Mas do que se trata “fabulações políticas?”. O ponto central é que a fabulação não se confunde com imaginação, pois, a fabulação é necessariamente coletiva, enquanto por sua vez, a imaginação é da instância do sujeito. Assim, não se trata de convocar uma imaginação política que nos falte. Trata-se antes de tudo de perceber e afirmar as forças fabulatórias que já estão em jogo. A fabulação é, justamente, uma singular invenção coletiva de um povo que enuncia e pratica formas outras de invadir e ocupar o mundo, mais que resistir aos ataques do Estado Necropolítico.

7 de Junho de 2020, no Rio de Janeiro — em seu Ato/Passeta/Ação Coletiva Vidas Negras Importam, foi uma prática política fabulatória que instituiu, na manifestação, um povo preto povir!

Em frente a Igreja da Candelária-RJ, ocorreu um belíssima performance, na qual os manifestantes lembraram as vidas perdidas pelo massacre contínuo promovido pelo Estado contra as comunidades. Foto André Mantelli.

Povo porvir que não se confunde com um projeto utópico futuro. Mas, um povo porvir se faz com a constituição de um campo de forças políticas em nosso próprio presente, que se faz por intermédio de suas lutas ordinárias. Neste ensejo, a juventude que gritava por Vidas Negras Importam, instituía ali na Manifestação, seu próprio povo porvir, isto é, um povo preto que já estava posto em sua presença radicalmente presente em nossa Atualidade.

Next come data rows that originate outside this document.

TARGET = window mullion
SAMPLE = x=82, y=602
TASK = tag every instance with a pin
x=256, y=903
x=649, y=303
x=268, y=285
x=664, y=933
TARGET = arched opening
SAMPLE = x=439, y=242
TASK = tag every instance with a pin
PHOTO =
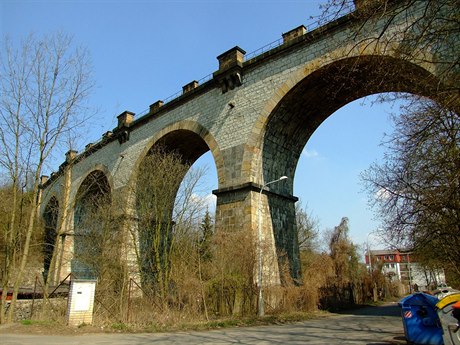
x=300, y=113
x=94, y=230
x=50, y=218
x=166, y=198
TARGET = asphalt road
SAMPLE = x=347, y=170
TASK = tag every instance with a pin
x=370, y=326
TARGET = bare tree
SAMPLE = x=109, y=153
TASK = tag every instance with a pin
x=307, y=228
x=44, y=84
x=163, y=212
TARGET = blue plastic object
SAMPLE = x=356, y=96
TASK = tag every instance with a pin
x=420, y=319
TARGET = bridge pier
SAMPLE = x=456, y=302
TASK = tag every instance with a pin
x=238, y=212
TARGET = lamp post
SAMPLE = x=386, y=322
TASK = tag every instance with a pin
x=261, y=307
x=374, y=287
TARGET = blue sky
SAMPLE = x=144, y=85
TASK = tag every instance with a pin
x=143, y=51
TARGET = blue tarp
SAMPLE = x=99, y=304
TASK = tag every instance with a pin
x=420, y=319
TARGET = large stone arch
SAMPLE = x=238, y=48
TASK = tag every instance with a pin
x=50, y=220
x=94, y=192
x=190, y=139
x=298, y=108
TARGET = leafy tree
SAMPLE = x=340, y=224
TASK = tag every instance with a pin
x=205, y=241
x=307, y=229
x=44, y=83
x=416, y=189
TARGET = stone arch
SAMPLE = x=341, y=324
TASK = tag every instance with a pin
x=189, y=140
x=299, y=107
x=94, y=192
x=50, y=219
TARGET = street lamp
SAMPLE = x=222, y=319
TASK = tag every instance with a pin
x=261, y=307
x=374, y=288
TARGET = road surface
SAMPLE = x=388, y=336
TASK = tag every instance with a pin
x=370, y=326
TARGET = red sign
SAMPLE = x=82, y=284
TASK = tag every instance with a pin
x=407, y=314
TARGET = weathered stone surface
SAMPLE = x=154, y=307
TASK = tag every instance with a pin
x=256, y=130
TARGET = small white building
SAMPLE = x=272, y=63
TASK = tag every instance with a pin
x=403, y=266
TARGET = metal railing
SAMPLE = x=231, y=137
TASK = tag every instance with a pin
x=312, y=25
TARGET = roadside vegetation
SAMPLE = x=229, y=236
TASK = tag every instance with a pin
x=189, y=276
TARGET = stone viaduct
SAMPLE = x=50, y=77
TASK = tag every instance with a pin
x=255, y=114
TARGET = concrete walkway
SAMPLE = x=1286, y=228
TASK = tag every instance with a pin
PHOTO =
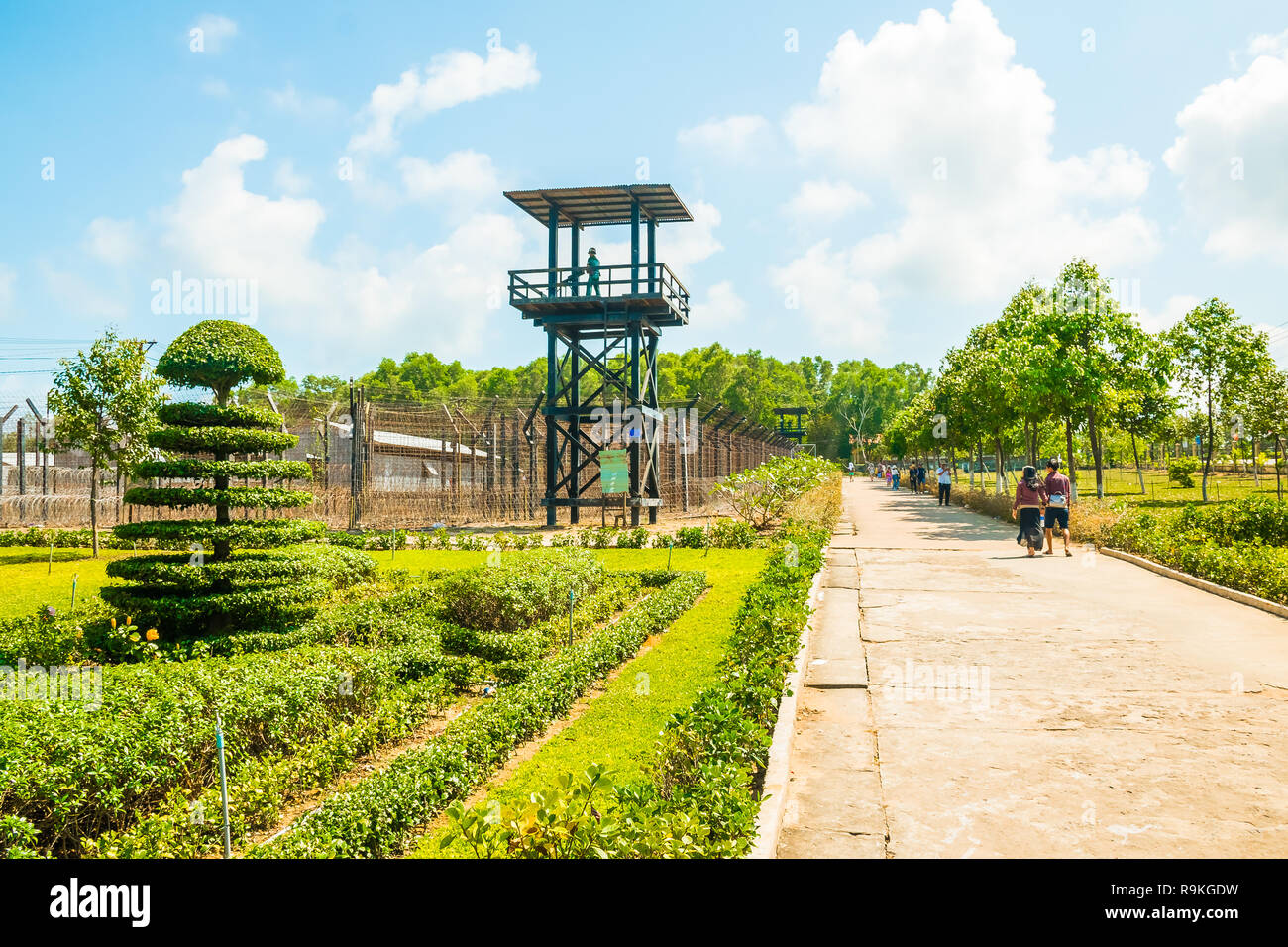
x=962, y=699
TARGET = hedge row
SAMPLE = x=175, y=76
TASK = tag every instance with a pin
x=520, y=590
x=193, y=415
x=236, y=497
x=244, y=534
x=262, y=787
x=703, y=793
x=200, y=470
x=377, y=815
x=218, y=440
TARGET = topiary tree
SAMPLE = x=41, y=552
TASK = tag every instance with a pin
x=269, y=586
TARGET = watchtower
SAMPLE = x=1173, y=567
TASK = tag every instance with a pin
x=790, y=424
x=601, y=339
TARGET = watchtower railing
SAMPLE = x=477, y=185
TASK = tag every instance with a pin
x=617, y=281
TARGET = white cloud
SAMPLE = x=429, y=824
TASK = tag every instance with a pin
x=940, y=114
x=1170, y=315
x=290, y=99
x=1229, y=158
x=215, y=30
x=463, y=175
x=288, y=180
x=679, y=245
x=111, y=241
x=78, y=296
x=838, y=304
x=1269, y=44
x=359, y=299
x=450, y=78
x=721, y=308
x=215, y=88
x=732, y=136
x=822, y=201
x=7, y=282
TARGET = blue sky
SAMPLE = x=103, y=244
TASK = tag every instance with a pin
x=868, y=179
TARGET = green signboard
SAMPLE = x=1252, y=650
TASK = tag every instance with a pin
x=614, y=475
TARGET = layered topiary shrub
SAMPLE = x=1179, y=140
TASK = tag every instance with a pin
x=239, y=573
x=524, y=589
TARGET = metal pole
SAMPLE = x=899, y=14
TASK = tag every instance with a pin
x=223, y=784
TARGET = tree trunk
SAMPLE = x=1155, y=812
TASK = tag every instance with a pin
x=222, y=549
x=1094, y=436
x=1279, y=488
x=997, y=447
x=1140, y=474
x=1207, y=447
x=93, y=502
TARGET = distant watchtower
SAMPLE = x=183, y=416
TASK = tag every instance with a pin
x=790, y=424
x=601, y=337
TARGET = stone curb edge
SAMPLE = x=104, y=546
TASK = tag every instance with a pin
x=769, y=821
x=1202, y=583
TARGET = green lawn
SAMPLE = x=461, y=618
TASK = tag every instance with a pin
x=619, y=725
x=1124, y=484
x=27, y=581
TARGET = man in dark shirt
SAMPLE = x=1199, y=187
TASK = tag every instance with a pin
x=1059, y=500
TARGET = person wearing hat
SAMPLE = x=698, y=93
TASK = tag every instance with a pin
x=591, y=272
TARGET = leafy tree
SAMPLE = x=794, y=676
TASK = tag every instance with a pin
x=104, y=402
x=1216, y=356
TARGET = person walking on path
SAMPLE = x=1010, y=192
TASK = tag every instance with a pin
x=591, y=272
x=945, y=483
x=1029, y=499
x=1059, y=500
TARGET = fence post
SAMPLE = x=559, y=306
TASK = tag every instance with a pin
x=22, y=460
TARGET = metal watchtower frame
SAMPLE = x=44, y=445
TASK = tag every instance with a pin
x=790, y=424
x=600, y=348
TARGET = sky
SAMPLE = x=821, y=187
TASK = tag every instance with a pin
x=867, y=179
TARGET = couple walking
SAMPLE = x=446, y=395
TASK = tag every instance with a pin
x=1042, y=499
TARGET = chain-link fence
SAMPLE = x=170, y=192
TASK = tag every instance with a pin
x=381, y=464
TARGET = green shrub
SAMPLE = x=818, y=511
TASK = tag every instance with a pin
x=523, y=589
x=703, y=791
x=220, y=355
x=1180, y=471
x=763, y=493
x=732, y=534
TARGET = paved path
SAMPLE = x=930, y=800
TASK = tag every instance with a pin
x=962, y=699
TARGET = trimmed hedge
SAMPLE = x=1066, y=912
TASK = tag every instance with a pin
x=703, y=793
x=220, y=440
x=237, y=497
x=196, y=468
x=73, y=772
x=338, y=566
x=246, y=534
x=188, y=414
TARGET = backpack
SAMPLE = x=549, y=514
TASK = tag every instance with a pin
x=1034, y=536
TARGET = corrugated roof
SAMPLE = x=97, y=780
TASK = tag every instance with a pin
x=608, y=204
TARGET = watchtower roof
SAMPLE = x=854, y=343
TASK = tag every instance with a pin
x=610, y=204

As práticas políticas instituídas por um povo preto provir se fazem, quero crer, não por um projeto revolucionário de tomada do Estado branco, mas por um devir revolucionário que aqui chamaremos de devir-quilombista da política. Trata-se menos de processos identitários, mas de práticas coletivas de aliança antirracistas e antifascistas. Atualização alvissareira, no presente, dos lugares-Quilombolas criados por negrxs escravizadxs, atravessados, como d’antes, por políticas de acolhimento, resistência e contra-ataque.

O dia 7 de Junho de 2020, um domingo, foi é será memorável…

Rio em Quarentena, 14 de Junho, domingo, de 2020.

Jorge Vasconcellos.

Jorge Vasconcellos. Negro-Índio, isto é, sua ascendência é afrodiaspórica-ameríndia/é descendente de negrxs escravizadxs e seu bisavô foi indígena Xavante aldeado. Doutor em Filosofia (UFRJ: 2002). Fez recentemente um Pós-doutorado em Artes no Instituto de Artes da UERJ (2018–2019). Professor Associado da Universidade Federal Fluminense/UFF. Professor do Departamento de Artes e Estudos Culturais/RAE. Coordenador do Programa de Pós-graduação em Estudos Contemporâneos das Artes/PPGCA, ambos da UFF. Líder do Grupo de Pesquisas CNPq: práticas estético-políticas na arte contemporânea. Escreveu e publicou vários livros sobre filosofia francesa contemporânea, mas está interessado no que está por agora escrevendo acerca das práticas estético-políticas na arte contemporânea brasileira. E o mais importante: É Pai de Valentina, Joaquim e Zoé; além de ser casado com Mariana Pimentel/Profª IART-UERJ; e, procura sempre estar o mais próximo possível dxs amigxs, pois, os afetos fraternos lhe são muito caros.